Этот небольшой и язвительный фильм превосходен по замыслу, мастерскому раскрытию подтекста, динамичному ритму и выразительности характеристик, заставляющих, как заметил Лепроон, вспомнить персонажи Диккенса. Сварливый хозяин-ростовщик, с одной стороны, и прелестная, неясная девушка — с другой, клиент чересчур ловкий и клиент слишком простодушный представляют собой «социальные фигуры, среди которых двигается Чарли, хитря с одними, льстя другим, всегда с живостью завоевывая свое право на веселье и свободу».
Лавка ростовщика
Центральным эпизодом фильма является знаменитая сцена, в которой закладчик-бедняк просит у приказчика Чарли выдать ссуду под залог будильника. Обманутый как раз перед его приходом каким-то проходимцем, ловко выманившим у Чарли целых пять долларов, тот решает отыграться на новом клиенте. С невозмутимым видом Чарли долго разглядывает принесенные часы, крутит их в руках, выстукивает, выслушивает с помощью стетоскопа, вскрывает ножом и методически, не спеша вытаскивает одну за другой все смешно обыгрываемые части механизма. После этой операции он преспокойно возвращает владельцу будильник, превращенный в кучу металлического хлама. И тогда зритель вправе удивиться: почему бедняк стерпел творимое над ним в ростовщической лавке безобразие?..
Нередко говорят, что подлинное искусство вскрывает в частностях общее, в незначительном — великое. Ответ на вопрос, поставленный Чаплином, может дать всякий, знакомый с условиями жизни общества, основанного на социальном неравенстве. Его выразил, в частности, Драйзер в «Трагической Америке»: «В современной Америке человек фактически беспомощен, если, конечно, он не принадлежит к разряду сильных мира сего. Рядовой американец постоянно терпит насилие и притеснения… «маленький человек», беспомощный, живущий под вечным страхом, терпит и молчит: ему хорошо известно, что ни в суде, ни в полиции, ни в других официальных органах он не найдет защиты и управы, если ему нечем за это заплатить».
Бродяга
Причудливое сочетание новой, серьезной основы с традиционными приемами комических фильмов отличало и некоторые другие картины Чаплина этого периода. В них художник уже не проходил мимо окружающей его действительности, а обличал ее, стремился не просто смешить, а высмеивать. Он ставил в центр своего творчества человека; за случайным, казалось бы, эпизодом вскрывал типическое, закономерное. Вызывая у зрителей четкое эмоциональное отношение к изображаемым жизненным явлениям, он своим искусством одновременно будил мысль, подводил к определенным обобщениям. Вместе со своим молодым героем молодой Чаплин прокладывал себе дорогу к новым горизонтам.

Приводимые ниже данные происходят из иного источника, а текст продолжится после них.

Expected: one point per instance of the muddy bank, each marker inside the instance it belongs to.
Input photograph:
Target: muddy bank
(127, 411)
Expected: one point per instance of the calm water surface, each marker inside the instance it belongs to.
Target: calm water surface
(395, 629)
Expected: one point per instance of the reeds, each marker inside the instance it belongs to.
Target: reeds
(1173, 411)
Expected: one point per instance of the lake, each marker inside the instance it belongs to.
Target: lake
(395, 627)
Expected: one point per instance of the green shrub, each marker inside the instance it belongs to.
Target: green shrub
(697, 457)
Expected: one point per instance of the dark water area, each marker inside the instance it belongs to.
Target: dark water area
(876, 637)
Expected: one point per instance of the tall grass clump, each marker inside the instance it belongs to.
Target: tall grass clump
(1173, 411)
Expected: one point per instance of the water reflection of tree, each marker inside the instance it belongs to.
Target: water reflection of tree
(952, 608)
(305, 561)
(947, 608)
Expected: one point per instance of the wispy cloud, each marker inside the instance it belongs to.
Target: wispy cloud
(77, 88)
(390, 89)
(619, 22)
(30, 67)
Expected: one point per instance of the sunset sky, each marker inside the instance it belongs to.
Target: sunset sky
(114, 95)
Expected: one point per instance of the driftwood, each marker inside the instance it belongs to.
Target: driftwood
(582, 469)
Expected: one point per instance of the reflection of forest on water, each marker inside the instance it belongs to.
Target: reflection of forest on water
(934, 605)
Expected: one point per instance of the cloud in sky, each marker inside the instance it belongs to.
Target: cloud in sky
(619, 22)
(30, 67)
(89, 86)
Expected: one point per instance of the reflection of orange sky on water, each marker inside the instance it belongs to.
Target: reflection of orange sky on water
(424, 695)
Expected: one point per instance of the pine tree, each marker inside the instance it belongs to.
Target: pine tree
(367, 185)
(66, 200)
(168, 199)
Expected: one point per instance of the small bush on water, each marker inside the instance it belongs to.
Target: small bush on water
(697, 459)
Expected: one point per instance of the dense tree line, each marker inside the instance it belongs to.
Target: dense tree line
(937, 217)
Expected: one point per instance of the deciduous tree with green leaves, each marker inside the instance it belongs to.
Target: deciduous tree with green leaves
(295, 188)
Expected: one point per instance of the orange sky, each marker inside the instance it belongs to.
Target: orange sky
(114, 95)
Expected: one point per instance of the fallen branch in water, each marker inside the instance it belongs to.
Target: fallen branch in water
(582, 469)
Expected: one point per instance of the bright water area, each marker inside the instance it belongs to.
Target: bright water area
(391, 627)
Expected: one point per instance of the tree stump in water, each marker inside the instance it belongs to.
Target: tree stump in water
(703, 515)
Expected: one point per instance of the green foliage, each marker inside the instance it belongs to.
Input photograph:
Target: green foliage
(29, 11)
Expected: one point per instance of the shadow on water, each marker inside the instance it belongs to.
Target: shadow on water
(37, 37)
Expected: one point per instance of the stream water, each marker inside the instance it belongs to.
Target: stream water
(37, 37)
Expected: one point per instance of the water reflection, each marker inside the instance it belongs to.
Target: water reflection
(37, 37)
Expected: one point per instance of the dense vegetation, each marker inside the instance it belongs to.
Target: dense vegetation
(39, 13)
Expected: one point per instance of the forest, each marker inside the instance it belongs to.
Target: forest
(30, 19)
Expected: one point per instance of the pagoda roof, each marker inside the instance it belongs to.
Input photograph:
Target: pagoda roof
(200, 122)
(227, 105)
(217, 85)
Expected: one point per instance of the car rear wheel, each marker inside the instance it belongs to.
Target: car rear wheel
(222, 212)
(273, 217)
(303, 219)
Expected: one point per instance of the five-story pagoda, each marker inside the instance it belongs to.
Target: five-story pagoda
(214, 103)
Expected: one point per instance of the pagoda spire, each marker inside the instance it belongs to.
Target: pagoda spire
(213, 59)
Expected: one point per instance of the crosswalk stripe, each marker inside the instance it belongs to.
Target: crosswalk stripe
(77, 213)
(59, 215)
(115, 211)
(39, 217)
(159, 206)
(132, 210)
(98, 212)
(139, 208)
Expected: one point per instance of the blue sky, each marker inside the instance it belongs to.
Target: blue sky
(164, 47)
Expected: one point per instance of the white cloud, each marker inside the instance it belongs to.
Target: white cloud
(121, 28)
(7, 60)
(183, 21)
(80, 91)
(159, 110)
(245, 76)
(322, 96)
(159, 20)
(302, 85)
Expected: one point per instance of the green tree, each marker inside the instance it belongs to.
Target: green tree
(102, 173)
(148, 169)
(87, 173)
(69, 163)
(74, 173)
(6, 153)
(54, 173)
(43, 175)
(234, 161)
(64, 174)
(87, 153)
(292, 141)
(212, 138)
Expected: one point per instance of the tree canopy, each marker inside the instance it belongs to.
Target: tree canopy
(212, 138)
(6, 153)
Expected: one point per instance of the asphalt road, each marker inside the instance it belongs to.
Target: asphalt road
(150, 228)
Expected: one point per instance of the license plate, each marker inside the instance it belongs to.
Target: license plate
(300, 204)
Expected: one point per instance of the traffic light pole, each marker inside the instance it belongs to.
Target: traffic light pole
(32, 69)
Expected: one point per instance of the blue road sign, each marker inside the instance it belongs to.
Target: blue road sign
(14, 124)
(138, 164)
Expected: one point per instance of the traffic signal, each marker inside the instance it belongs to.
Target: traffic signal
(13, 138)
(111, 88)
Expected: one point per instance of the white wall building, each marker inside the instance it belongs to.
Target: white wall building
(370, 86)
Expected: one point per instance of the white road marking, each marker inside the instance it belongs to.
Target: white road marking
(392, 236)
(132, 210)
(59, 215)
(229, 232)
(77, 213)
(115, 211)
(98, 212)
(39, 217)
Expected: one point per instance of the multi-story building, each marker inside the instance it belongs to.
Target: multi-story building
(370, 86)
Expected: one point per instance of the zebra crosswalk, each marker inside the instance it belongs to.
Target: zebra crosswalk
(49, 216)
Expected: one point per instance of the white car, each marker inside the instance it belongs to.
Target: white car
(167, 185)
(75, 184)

«Лавка ростовщика» была в этом отношении не первым фильмом — присущие ей идейные и художественные особенности проявились в нескольких еще более ранних картинах. В числе лучших были комедии 1915 года «Бродяга» и «Банк», в которых ряд сцен приобрел символическое звучание.
…По пыльной проселочной дороге бредет Чарли в одежках бродяги. В руках у него — скромненький узелок. Неожиданно он видит, как какой-то бандит грабит одиноко идущую прелестную девушку. Подобно истинному рыцарю, Чарли спешит на помощь. Он бьет вора по голове своим узелком, в котором оказался увесистый камень. Чарли возвращает украденные деньги девушке, и та ведет его на ферму к своему отцу. Благодарный фермер предлагает Чарли работу, на что тот сразу соглашается. Бурная «деятельность» Чарли на фермерской ниве полна комедийных трюков, смешных находок. Чтобы заставить шевелиться ленивого и вечно зевающего второго батрака, он неустанно подкалывает его вилами в зад. Мешки с мукой падают с чердака амбара на голову не только батрака, но и хозяина. Правда, Чарли оглушает их не из злобы или смеха ради — с этими неприглядными человеческими качествами времен «Кистоуна» он уже здесь распрощался, — а лишь из-за своей неловкости, отсутствия сноровки. Впрочем, ему самому тоже достается — тяжелые мешки срываются также на его голову.
Между тем бандит возвращается в сопровождении двух дружков. Их попытка ограбить ферму срывается благодаря находчивости и мужеству Чарли, получившего даже пулю в ногу. Весь дом ухаживает за раненым, и простодушный Чарли начинает уже мечтать о том, что ему наконец удастся добиться счастья и создать семейный очаг. Однако тут приезжает богатый суженый девушки, и грустный Чарли, не желая идти на компромисс с собственным сердцем, покидает с душевной болью гостеприимный дом. Он уныло удаляется по дороге, но вскоре передергивает плечами, всем телом, как бы скидывая с себя тоску, и уже бодро семенит дальше, к новым встречам с будущим…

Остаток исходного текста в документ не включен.